Over the last three years, we have seen a significant increase in the number of network members who are substantially dissatisfied. Rather than enhance the benefits that are attached to membership, it seems that some of the networks prefer to use scare tactics to discourage members from leaving. Ethical arguments aside, this strikes me as somewhat strange. Anyone who has to keep their members in place by threats must have serious problems within their business model.

The types of threats that are employed are probably well known to most readers but the list has expanded and become more widespread in implication. The freezing of all pipeline income and retention of all client records by the network are employed as standard procedures when members decide to leave.

Some networks may occasionally be over-zealous in pursuing such practices but I would not criticise them for protecting their business interests. What I would call into question are the now commonplace delays in giving regulatory references to outgoing members and, quite outrageously, attempting to deny retiring and exiting members professional indemnity insurance after they have left. Where does that come from?

For a member who has spent some years writing business through the authorisation of a network and, one hopes, complying with the additional standards required by the network, it is a real kick in the teeth to find out that they may not be able to sleep soundly at night after all.

How widespread are the PI ramifications for networks? I believe they demonstrate the shakiness of the network business model. What we will now see will be each and every one of the networks moving to (or, more accurately, being forced to move to) self-insurance for PI.

How will this help members? In the short term, it will allow them to stay in business but beyond the short term it will threaten their existence as claims erode and consequently destroy the capital base. Remember, any losses generated by the network also reduce regulatory capital.

What has happened to the positive aspects of the network approach? I still see great logic in pooling the buying power of intermediaries but, in a post-Sandler world, will this be able to work economically? Will it generate enough income to significantly offset the cost of admin and self-insurance for claims? Remember, some networks are receiving complaints

at the rate of 2,500 a year at present.

What additional income will be granted by insurance companies to networks? I suppose this will depend on how close the ties are. Networks having to dispose of part of their equity base to try and secure a patched-up future income stream may well realise the wisdom of the saying that if you marry in haste, you will repent at leisure.

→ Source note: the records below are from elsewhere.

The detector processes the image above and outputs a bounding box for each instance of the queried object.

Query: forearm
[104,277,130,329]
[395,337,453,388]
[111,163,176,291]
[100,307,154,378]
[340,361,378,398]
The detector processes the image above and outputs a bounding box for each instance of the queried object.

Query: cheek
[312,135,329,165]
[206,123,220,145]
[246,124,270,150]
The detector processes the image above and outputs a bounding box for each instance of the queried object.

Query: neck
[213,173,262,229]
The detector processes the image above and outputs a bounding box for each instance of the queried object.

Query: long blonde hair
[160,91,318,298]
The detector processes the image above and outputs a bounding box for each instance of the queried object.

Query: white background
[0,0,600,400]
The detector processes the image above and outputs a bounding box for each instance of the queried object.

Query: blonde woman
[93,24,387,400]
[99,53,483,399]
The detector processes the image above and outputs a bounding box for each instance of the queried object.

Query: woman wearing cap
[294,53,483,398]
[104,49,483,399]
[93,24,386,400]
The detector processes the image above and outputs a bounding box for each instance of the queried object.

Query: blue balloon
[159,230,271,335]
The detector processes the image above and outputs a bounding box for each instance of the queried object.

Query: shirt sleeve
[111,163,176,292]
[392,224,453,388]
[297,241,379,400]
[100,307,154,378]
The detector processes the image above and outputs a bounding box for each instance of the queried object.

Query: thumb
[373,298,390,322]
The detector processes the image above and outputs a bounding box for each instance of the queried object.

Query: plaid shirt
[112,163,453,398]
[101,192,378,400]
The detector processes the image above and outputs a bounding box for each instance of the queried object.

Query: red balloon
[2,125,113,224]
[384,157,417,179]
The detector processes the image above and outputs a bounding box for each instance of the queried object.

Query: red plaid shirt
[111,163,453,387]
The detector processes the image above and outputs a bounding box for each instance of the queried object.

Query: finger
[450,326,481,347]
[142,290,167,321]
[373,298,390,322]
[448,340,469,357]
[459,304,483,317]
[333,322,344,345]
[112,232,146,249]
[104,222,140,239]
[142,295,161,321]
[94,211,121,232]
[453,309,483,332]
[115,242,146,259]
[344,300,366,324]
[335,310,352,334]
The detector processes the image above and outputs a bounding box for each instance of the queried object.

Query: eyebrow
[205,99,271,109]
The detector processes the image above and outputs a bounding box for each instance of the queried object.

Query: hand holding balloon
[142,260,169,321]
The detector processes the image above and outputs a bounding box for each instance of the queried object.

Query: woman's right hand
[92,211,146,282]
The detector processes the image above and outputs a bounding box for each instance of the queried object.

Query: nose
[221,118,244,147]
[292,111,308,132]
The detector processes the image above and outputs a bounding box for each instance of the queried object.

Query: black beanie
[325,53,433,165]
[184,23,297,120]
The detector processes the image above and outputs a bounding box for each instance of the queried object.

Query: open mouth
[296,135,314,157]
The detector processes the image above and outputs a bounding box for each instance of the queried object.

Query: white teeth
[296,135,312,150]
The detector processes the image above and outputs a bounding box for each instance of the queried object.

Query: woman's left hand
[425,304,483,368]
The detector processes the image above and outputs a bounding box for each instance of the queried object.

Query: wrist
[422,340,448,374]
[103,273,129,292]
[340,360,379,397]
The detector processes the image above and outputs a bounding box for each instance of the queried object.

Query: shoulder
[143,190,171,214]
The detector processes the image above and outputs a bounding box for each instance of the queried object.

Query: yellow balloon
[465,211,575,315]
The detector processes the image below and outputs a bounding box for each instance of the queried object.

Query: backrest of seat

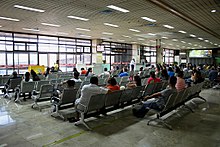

One only has to look at the financial performance of some networks to see just how difficult it is for them to implement their business models at present. The media have long reported shortages in regulatory capital for some networks while others have hurriedly sold off their family silver in a scramble to secure a future.

A business with falling or stagnating revenues, an increasing cost base and question marks over the loyalty of existing members must surely question its modus operandi.

It will not be sufficient for networks to continue to hope that new entrants will outweigh those exiting. We can clearly see the writing on the wall here, with some networks offering cash advances to new members (clearly buying in turnover) while others are openly in financial difficulties and making losses.

I have not even touched on the level of service to members. All indications are that, despite repeated reassurances, they are not improving. Nor have I spent time on the quality of some of their housekeeping. I could name two networks that still use terms of business that do not fully comply with the latest FSA requirements. How many people do they have working in compliance?

It is time for some serious feedback from network members that will actually be listened to. Not listening to members&#39 views is downright scandalous. It is clear that the class actions being brought to bear against some of the networks will ultimately be damaging to all parties.

Would a little customer service not be more appropriate? I would have thought so. But I am not running a network. Time will tell how this will shake out but I know where I would bet my money.